The Spac has had to aim at a larger deal, they added, because smaller mergers would not attract enough interest from institutional investors.
Pegasus Europe went public during the brief halcyon days for the European Spac market in the spring of 2021. Of the 66 Spacs that listed in Europe since the start of 2020, 16 did so in the second quarter of last year, raising $3.8bn.
That is more than a third of the total $10.8bn European Spacs have raised since the start of 2020, according to Dealogic, a sum dwarfed by the global total of $270.7bn generated — largely in the US — over the same period.
It was not only the former Commerzbank chief Blessing who subsequently struck a deal after taking money from investors. Ex-UBS chief executive Ermotti merged his Spac with Italian luxury fashion company Zegna in December. Former Credit Suisse boss Thiam’s blank-cheque company is in advanced talks to merge with a Californian life sciences group. Both vehicles are listed on Wall Street.

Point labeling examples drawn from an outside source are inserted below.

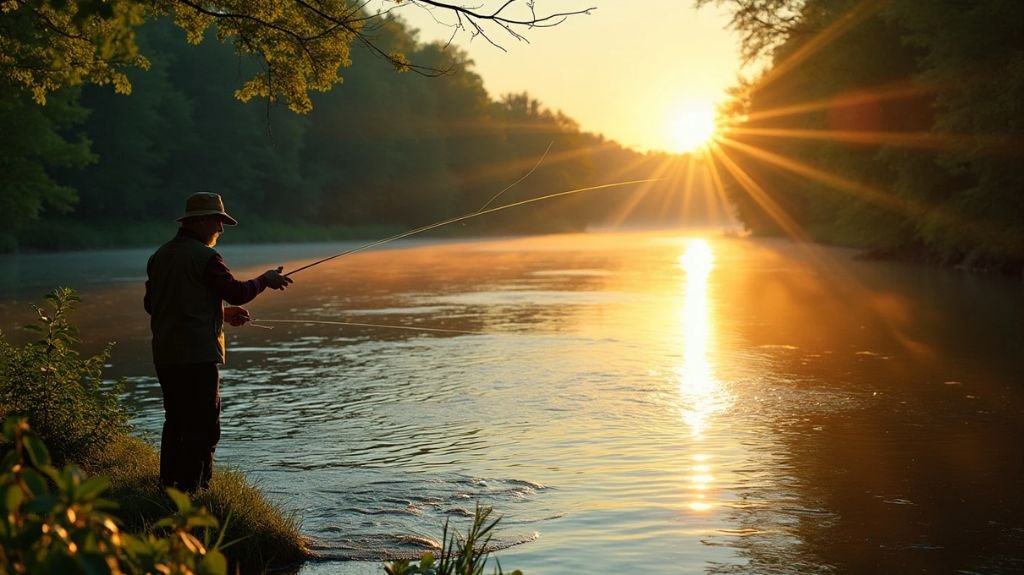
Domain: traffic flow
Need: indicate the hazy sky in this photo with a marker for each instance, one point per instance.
(626, 71)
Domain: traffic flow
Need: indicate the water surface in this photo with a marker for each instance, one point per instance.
(637, 402)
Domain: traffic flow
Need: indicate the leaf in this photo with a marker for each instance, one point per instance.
(38, 453)
(194, 544)
(42, 504)
(13, 497)
(92, 487)
(204, 520)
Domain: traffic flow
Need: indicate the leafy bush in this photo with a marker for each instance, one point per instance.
(60, 394)
(56, 522)
(459, 555)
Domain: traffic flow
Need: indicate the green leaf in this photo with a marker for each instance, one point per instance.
(92, 487)
(38, 453)
(51, 473)
(10, 427)
(35, 481)
(93, 564)
(13, 497)
(42, 504)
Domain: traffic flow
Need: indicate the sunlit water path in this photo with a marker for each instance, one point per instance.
(629, 403)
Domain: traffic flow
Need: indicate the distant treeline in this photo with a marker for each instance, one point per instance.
(383, 150)
(896, 126)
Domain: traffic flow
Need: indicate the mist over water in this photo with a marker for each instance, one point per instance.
(644, 402)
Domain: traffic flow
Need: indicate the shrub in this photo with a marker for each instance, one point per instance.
(61, 395)
(57, 522)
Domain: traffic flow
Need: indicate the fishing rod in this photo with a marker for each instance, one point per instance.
(475, 214)
(256, 323)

Indeed, the team behind Pegasus Europe has scored a success with another Spac. After listing in December, the vehicle struck a deal last month with French entrepreneur Stéphane Courbit that will see it merge with Banijay, his television company that produces MasterChef, and his online gambling company Betclic. The business is expected to list in Amsterdam next month with a €4.1bn valuation.

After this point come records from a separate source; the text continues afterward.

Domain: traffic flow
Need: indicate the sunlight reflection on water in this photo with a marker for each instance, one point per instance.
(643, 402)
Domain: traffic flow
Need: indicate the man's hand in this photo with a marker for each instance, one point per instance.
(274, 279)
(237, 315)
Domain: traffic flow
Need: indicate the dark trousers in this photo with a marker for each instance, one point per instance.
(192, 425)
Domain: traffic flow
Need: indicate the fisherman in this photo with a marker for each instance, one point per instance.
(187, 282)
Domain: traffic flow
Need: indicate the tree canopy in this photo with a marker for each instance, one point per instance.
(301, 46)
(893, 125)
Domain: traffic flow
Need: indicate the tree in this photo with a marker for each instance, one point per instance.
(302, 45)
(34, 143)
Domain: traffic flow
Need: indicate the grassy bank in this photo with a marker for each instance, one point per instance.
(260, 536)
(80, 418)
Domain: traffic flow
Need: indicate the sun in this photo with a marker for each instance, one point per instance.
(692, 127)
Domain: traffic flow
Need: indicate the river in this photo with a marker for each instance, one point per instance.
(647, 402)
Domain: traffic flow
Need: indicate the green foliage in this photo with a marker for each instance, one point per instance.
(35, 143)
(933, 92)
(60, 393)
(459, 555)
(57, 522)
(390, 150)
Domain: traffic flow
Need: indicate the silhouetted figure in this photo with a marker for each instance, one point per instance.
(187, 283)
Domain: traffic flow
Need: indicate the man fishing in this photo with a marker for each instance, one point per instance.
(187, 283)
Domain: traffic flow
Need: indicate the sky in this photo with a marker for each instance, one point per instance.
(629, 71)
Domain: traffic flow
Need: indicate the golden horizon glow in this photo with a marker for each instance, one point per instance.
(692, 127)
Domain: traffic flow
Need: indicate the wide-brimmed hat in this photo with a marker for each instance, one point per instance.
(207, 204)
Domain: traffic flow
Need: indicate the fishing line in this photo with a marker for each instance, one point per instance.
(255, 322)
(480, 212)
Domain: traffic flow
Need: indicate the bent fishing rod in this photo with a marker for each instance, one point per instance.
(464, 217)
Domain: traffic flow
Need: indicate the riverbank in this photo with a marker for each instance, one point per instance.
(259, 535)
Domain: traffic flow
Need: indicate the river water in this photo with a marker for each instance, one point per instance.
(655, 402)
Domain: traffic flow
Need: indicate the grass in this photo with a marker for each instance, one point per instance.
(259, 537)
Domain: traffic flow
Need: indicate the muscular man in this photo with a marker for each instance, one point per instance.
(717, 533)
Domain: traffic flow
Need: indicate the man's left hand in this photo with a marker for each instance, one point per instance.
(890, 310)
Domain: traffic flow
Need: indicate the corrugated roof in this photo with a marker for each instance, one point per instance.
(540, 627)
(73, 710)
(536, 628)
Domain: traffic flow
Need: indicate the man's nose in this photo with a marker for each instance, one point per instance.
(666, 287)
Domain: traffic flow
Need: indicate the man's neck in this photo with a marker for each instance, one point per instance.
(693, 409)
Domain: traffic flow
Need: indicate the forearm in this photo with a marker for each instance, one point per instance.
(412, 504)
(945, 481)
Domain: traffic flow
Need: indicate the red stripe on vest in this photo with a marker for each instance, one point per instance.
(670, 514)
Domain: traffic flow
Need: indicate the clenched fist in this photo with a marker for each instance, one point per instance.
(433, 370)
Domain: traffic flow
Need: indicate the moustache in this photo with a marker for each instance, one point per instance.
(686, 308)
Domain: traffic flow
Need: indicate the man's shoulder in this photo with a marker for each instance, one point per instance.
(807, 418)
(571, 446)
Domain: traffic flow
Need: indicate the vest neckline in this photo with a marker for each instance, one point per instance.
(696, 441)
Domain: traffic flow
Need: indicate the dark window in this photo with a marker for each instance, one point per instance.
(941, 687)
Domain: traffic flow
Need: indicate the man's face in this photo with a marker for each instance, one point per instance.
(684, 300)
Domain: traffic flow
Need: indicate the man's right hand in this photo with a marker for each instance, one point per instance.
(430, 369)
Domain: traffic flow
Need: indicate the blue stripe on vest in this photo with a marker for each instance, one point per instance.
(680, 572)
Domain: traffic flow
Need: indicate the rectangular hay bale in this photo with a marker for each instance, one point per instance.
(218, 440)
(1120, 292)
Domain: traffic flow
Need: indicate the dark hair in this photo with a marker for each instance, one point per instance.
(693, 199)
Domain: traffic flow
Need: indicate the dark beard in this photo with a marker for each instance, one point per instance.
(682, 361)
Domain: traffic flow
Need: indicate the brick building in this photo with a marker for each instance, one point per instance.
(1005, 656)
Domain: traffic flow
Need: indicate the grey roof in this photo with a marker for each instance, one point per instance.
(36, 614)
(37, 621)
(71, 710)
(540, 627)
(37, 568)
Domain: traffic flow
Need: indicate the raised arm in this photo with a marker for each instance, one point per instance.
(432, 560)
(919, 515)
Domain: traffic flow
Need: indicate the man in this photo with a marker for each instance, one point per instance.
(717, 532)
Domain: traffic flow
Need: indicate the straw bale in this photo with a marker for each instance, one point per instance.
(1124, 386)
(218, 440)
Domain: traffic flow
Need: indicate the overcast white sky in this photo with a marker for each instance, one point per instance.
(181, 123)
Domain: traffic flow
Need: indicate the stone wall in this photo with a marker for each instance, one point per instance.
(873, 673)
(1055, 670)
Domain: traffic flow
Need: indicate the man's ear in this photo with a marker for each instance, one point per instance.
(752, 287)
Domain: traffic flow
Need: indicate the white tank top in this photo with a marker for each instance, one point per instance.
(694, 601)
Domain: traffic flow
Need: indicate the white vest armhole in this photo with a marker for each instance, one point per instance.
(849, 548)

“The Spac market in Europe seemed to go from 0 to 100mph and then back to 10mph within the space of 15 months,” said White & Case partner Jon Parry, who advised on many of the European launches.
The gathering gloom over the market means the clock is ticking for the 58 European blank-cheque companies yet to nail down a merger, including Pegasus Europe.
Under the terms of its prospectus, Pegasus Europe has 24 months after listing to execute a merger, giving it until next May, though it can seek shareholder approval for a six-month extension.
Its sponsors — Mustier, De Giorgi, Paris-based Tikehau Capital and Financière Agache, a holding company controlled by Arnault’s family office — jointly invested €55mn in the private listing and €12.75mn for warrants to cover commissions and costs. They pledged another €100mn of investment that can be used when a suitable target is found.
The Spac has held talks with several potential targets in sectors including wealth tech, insurtech, payments and data management, according to people familiar with the matter.
Several of its investors have signed non-redemption agreements, locking their money in, according to a person with knowledge of the discussions, a boost as De Giorgi and Mustier continue to seek a deal.
Pegasus Europe declined to comment.
Parry of White & Case said that the turmoil from Russia’s invasion of Ukraine, high inflation and rising interest rates “pretty much put paid to the [Spac] market completely”.
It is a combination that has sent the S&P 500 down 19 per cent this year while also depressing the valuations of privately held fintechs once coveted by investors.
With less than a year before Pegasus Europe has to decide whether to push forward with a merger or return money to investors, there is some optimism among its sponsors that a deal can be struck as more realistic valuation expectations prevail across Europe’s fintech sector.
Investors have told the Financial Times that they expect Klarna, the Swedish fintech, to have to raise capital that could see its €46bn valuation cut by half.
“If Klarna does a down round, that will help reset expectations,” said the person close to Pegasus. SumUp, another European fintech, last week also raised funds at less than half the valuation suggested for the group earlier this year.
Even if the market turmoil ultimately helps unlock a deal for Pegasus Europe, the region’s nascent Spac market, just like the far larger version in the US, can no longer rely on the combination of record-low interest rates and rising equity markets.
Bankers who worked on deals believe a smaller, more targeted Spac market will emerge in Europe, servicing companies who prefer it as a way of going public.
“When it all shakes out, Spacs are here to stay as an instrument, an alternative structure to an IPO, but not in levels we were seeing last year,” said Parry of White & Case.